Allerdings hat in der bisherigen Saison das angestrebte Ziel, aus den eigenen Talenten und den mit vielen Vorschusslorbeeren verpflichteten externen Zugängen wie Kapitän Waldemar Jurez oder den Urban-Brüdern Richard und Daniel eine schlagkräftige Mannschaft zu formen, nur bedingt geklappt. Derzeit liegt der FCP zwar noch innerhalb der offiziellen Marschroute, oben mitzuspielen und unter den ersten Fünf zu landen, wirklich zufrieden ist aber dennoch niemand.

Bernholt wenig überrascht

Nun ist Stefan Bernholt an der eigenen Vorgabe, den Titel holen zu wollen, gescheitert. Der FC Preußen verliert einen sympathischen Trainer – der allerdings nicht für den erhofften sportlichen Erfolg sorgen konnte. »Ich bin wenig überrascht, muss es aber erst einmal sacken lassen«, sagte Bernholt gestern Abend auf Nachfrage.

Wer der Nachfolger des Niedersachsen werden wird, dürfte in Kürze bekannt gegeben werden. Gestern Abend war allerdings kein Verantwortlicher aus dem Preußen-Präsidium mehr für eine Stellungnahme zu erreichen.

Dass das für Samstag geplante Testspiel der Espelkamper gegen den VfL Kloster Oesede abgesagt worden ist, liegt allerdings eher nicht an dem nun bekannten Trainerwechsel.
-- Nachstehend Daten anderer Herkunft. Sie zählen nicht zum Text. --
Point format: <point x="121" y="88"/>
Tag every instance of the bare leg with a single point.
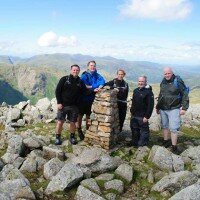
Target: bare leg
<point x="59" y="126"/>
<point x="72" y="127"/>
<point x="166" y="134"/>
<point x="79" y="122"/>
<point x="174" y="137"/>
<point x="87" y="122"/>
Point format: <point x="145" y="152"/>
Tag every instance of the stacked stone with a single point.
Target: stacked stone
<point x="104" y="120"/>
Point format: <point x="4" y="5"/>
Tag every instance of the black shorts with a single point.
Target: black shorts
<point x="70" y="111"/>
<point x="85" y="108"/>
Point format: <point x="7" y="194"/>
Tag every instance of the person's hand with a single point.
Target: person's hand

Zumal Bernholt die Saison ganz normal zu Ende bringen soll. »Ich bin jemand, der zu seinem Wort steht«, sagte Bernholt. Im Sommer soll dann sein Nachfolger das Unternehmen in Angriff nehmen, an dem nun nach Uwe Eberhardt und Uwe Korejtek schon der dritte Preußen-Trainer innerhalb von vier Spielzeiten gescheitert ist: den Landesliga-Aufstieg.